The city is famous for its huge gothic cathedral which dominates the skyline. A proud and gentile city with lots of regal history but it also has all the modern conveniences and some excellent tapas places.
The cathedral was completely over the top with many ornate side chapels. It is a beautiful example of its kind though. We may need the barren meseta we walk into tomorrow to recover!
The highlight was probably the museum of human evolution which was only opened a couple of years ago. It houses the important hominid remains (some thought to be the oldest in Europe found in the Atapeurca hills and details the archeological process.
It is a beautiful modern building over the river from the old town. A great contrast!
We tried the local sweet - yemas (yolks) de Burgos. They are sugar joined with not sure what. A soft cooked yolk texture but too sweet for our tastes. Lucky they would sell us two rather than the half kg gift box!
We feel nice and rested and ready for the next phase tomorrow. One third of the way there!

Monday, 11 June 2012

San Juan de Ortega and Ages

Today we left the comfy cuatro canciones in Belgrado and continued over the hill to the San Juan monestary. The walk passed a memorial to people killed in the civil war by Franco's forces. It's amazing as always for me that people would do that to their own compatriots (or anyone really).

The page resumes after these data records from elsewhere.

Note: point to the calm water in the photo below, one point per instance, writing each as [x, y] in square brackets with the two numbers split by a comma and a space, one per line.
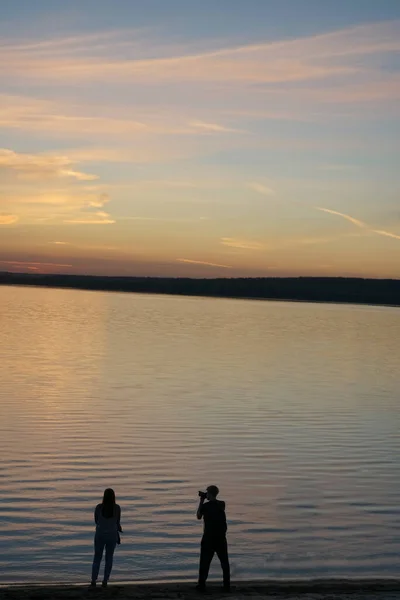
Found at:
[292, 409]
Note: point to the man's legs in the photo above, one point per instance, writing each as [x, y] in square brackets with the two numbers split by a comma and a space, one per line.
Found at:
[222, 553]
[206, 556]
[110, 547]
[98, 555]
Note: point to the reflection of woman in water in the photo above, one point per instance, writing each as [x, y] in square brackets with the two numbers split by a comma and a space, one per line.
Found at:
[107, 516]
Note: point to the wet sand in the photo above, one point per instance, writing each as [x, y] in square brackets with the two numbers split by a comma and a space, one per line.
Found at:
[300, 590]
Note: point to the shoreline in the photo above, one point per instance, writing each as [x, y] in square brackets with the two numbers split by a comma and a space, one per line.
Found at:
[356, 589]
[209, 296]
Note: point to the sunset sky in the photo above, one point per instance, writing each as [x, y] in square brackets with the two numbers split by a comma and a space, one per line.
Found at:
[200, 138]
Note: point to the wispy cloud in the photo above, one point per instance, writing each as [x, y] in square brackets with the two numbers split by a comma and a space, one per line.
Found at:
[8, 219]
[97, 218]
[289, 60]
[18, 263]
[356, 222]
[201, 262]
[212, 127]
[243, 244]
[386, 233]
[261, 189]
[40, 166]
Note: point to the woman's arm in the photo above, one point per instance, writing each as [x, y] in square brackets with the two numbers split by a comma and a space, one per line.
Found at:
[199, 513]
[119, 518]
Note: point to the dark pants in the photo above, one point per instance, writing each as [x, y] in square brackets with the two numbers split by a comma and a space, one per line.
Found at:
[209, 547]
[101, 542]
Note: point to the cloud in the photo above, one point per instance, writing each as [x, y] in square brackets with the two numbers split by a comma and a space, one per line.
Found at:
[8, 219]
[32, 264]
[201, 262]
[100, 201]
[261, 189]
[314, 57]
[359, 223]
[356, 222]
[97, 218]
[386, 233]
[40, 166]
[244, 244]
[212, 127]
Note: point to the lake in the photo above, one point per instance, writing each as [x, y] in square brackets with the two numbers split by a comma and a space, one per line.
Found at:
[292, 409]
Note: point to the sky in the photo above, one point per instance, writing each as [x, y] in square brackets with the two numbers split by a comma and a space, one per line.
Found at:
[218, 138]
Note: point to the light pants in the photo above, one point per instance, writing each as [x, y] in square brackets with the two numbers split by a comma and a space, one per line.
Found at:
[101, 541]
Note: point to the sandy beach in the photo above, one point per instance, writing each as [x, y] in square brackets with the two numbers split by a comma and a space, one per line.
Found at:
[315, 590]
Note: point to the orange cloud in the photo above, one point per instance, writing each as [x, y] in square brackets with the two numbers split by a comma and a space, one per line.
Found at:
[201, 262]
[33, 264]
[97, 218]
[386, 233]
[8, 219]
[40, 165]
[356, 222]
[244, 244]
[313, 57]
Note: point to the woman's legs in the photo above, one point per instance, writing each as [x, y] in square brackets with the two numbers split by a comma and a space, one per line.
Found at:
[110, 547]
[98, 555]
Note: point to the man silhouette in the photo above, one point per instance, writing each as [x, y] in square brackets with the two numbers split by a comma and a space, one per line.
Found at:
[214, 536]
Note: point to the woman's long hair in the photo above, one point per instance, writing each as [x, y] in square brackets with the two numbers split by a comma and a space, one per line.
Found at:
[108, 504]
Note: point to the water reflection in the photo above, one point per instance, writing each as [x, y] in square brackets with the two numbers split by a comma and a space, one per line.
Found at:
[291, 408]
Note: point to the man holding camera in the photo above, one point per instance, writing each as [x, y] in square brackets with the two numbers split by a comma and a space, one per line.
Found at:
[214, 536]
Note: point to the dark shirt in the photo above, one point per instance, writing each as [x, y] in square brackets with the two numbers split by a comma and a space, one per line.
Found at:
[214, 516]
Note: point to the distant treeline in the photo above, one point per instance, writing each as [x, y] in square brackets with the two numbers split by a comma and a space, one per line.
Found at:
[305, 289]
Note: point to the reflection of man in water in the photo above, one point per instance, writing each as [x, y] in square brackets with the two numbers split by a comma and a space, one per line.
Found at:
[214, 536]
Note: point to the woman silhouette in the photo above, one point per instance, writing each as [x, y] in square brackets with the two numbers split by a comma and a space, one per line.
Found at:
[107, 517]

The long stretch over the hill through oak and pine forests was made easy by chatting to Peter and Merl, from of all places, Australia.
The monestary has a church devoted to San Juan, a deciple of Santo Domingo who was again focused on caring for pilgrims and building their infrastructure.
We where caught by a brief storm as we entered the small and almost deserted Ages. We have had a delightful evening at Hostal San Rafael with the amiable staff, especially the lovely woman who runs the place after coming here on the camino herself.
The funny spanish guys in our room are now teasing us for being in bed early while I write this so I guess I should stop. (we've just adapted to the 10pm lock out of the alburgues!)